Иван Васильич спускался по лестнице вместе с ними, и глаза его излучали самое неподдельное счастье.
В первый раз за последние годы - ровно почти за шесть последних лет по улице города, днем солнечным, во всеувиденье шли двое Сыромолотовых отец и сын, и каждый из них, широкий и прочный, чувствовал себя вдвое шире и вдвое прочнее.
Отец был положительно весел. Он шутил, он был тороплив в словах и движениях, - Ваня почти не помнил его таким: он был явно трепетно возбужден тем, что вот сейчас другой кто-то, кроме него самого, увидит его работу, и этот первый - другой - его сын. А Ваня, отнюдь не потерявший старого детского преклонения перед отцом как художником, однако боялся за него вместе с тем, боялся того, что ему, может быть, придется солгать и сказать отцу не то, что он почувствует, и было в нем явное нетерпение увидеть то, что так долго скрывалось, и была тайная неловкость.
Ему хотелось значительно опередить "кунсткамеру", и потому шли они быстро, но и нижний этаж, бывший весь в сборе, не откладывал и не рассуждал, стоит ли идти смотреть картины художника, уже отпетого. Как только Худолей, довольный своей удачей у Сыромолотова и действительно спешивший, уехал, высыпали на улицу и шестеро его больных, и не успел Ваня наедине с отцом осмотреть и половины его этюдов, выставленных в зале для великого князя, как послышались голоса с надворья, заставившие поморщиться и его, а отец горестно протянул: "Э-эх!.. На какой они черт!.." - и сжал кулаки...

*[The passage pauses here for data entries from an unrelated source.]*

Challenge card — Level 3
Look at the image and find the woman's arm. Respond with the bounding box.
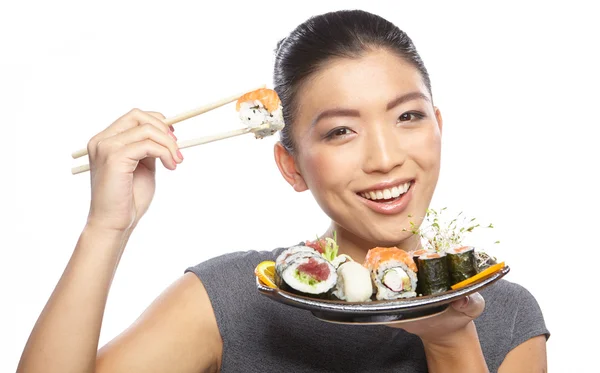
[17,110,221,373]
[390,293,489,373]
[498,335,548,373]
[423,321,489,373]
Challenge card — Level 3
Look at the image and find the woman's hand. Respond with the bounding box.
[87,109,183,233]
[389,293,485,347]
[389,293,489,373]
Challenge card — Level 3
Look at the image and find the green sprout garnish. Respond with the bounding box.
[403,207,500,252]
[317,231,340,262]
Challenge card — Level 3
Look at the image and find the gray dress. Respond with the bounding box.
[186,248,550,373]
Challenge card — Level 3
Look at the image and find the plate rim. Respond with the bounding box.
[255,265,510,315]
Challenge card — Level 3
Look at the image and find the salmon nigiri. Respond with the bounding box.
[236,88,281,113]
[365,247,417,272]
[365,247,417,300]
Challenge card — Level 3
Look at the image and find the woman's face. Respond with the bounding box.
[276,51,442,245]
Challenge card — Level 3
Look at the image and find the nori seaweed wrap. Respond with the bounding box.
[417,253,450,295]
[446,246,477,286]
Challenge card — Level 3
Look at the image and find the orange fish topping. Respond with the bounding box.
[365,247,417,272]
[235,88,281,113]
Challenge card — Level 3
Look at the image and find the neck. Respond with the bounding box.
[321,222,420,263]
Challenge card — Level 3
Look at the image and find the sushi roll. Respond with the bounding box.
[446,246,477,286]
[410,249,431,269]
[417,252,450,295]
[275,244,319,267]
[475,250,498,273]
[236,88,284,139]
[365,247,417,300]
[333,259,373,302]
[275,245,338,297]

- Он... очень странный какой-то, этот доктор, - бормотал Ваня смущенно.
- Да!.. Да!.. Походка воробьиная, и кланяется, как китайский болванчик!.. И зачем тебе было говорить с ним об этом?
- Я думал, ты им откажешь!
- Ага!.. Хорошо!.. Я им сейчас откажу!
И отец двинулся уже к двери.
- Сейчас неудобно... Как же можно сейчас? - остановил его сын.
Марья Гавриловна появилась в зале с совершенно растерянным бледным лицом.
- Там какие-то десять человек! - доложила она испуганно.
- Шесть, - поправил ее Ваня.
- Что вы, Иван Алексеич!.. Масса!.. Прямо целая масса!.. Орава!..
Это шепотом, точно явились грабители.
Ваня быстро вышел в переднюю, где толпились знакомые ему шестеро, и, обращаясь ко всем, но глядя попеременно то на Иртышова, то на Дейнеку, пророкотал:
- Господа!.. Я знаю, вы - люди... самостоятельных суждений... но, знаете, - неудобно будет, если вы вслух... при моем отце...
- Что мы, дикари, что ли? - за всех развел руками, очень удивленно, Синеоков.
- Мы?.. Мы? - за всех сложил перед собою руки, худые и тонкие, о. Леонид.
И Ваня наклонил голову, извиняясь, и широко распахнул перед ними двери.
И зал отъединившегося дома во второй раз в этот день наполнился посторонними, чужими людьми, и старый художник, сбычив голову от нескрываемого неудовольствия, нарочно до боли крепко жал руки и Дейнеке, и Иртышову, и Синеокову.
Но о. Леонид нашел примиряющее слово. Он еще не разжал слипшиеся от пожатия Сыромолотова бледные пальцы, но уже за всех шестерых просил прощения:
- Простите великодушно, ради Христа, что мы вас тревожим!.. Жаждали провести с вашим творчеством несколько хотя бы минут. Но, если не разрешите, мы уйдем.
Подвижнически-сквозное лицо и просящая улыбка на нем, голос грудной, неразлучный с такими лицами, негромкий, - это любят иные художники, и вот, так же, как только что Ваня в передней, старый Сыромолотов сделал широкий приглашающий жест, сказавши при этом, однако:
- Объяснять я вам ничего не берусь, господа!.. Если что вам не будет говорить, - значит, оно и не говорит... А словами не домажешь, нет!.. И развешано все гадко, наспех... И свет не хорош!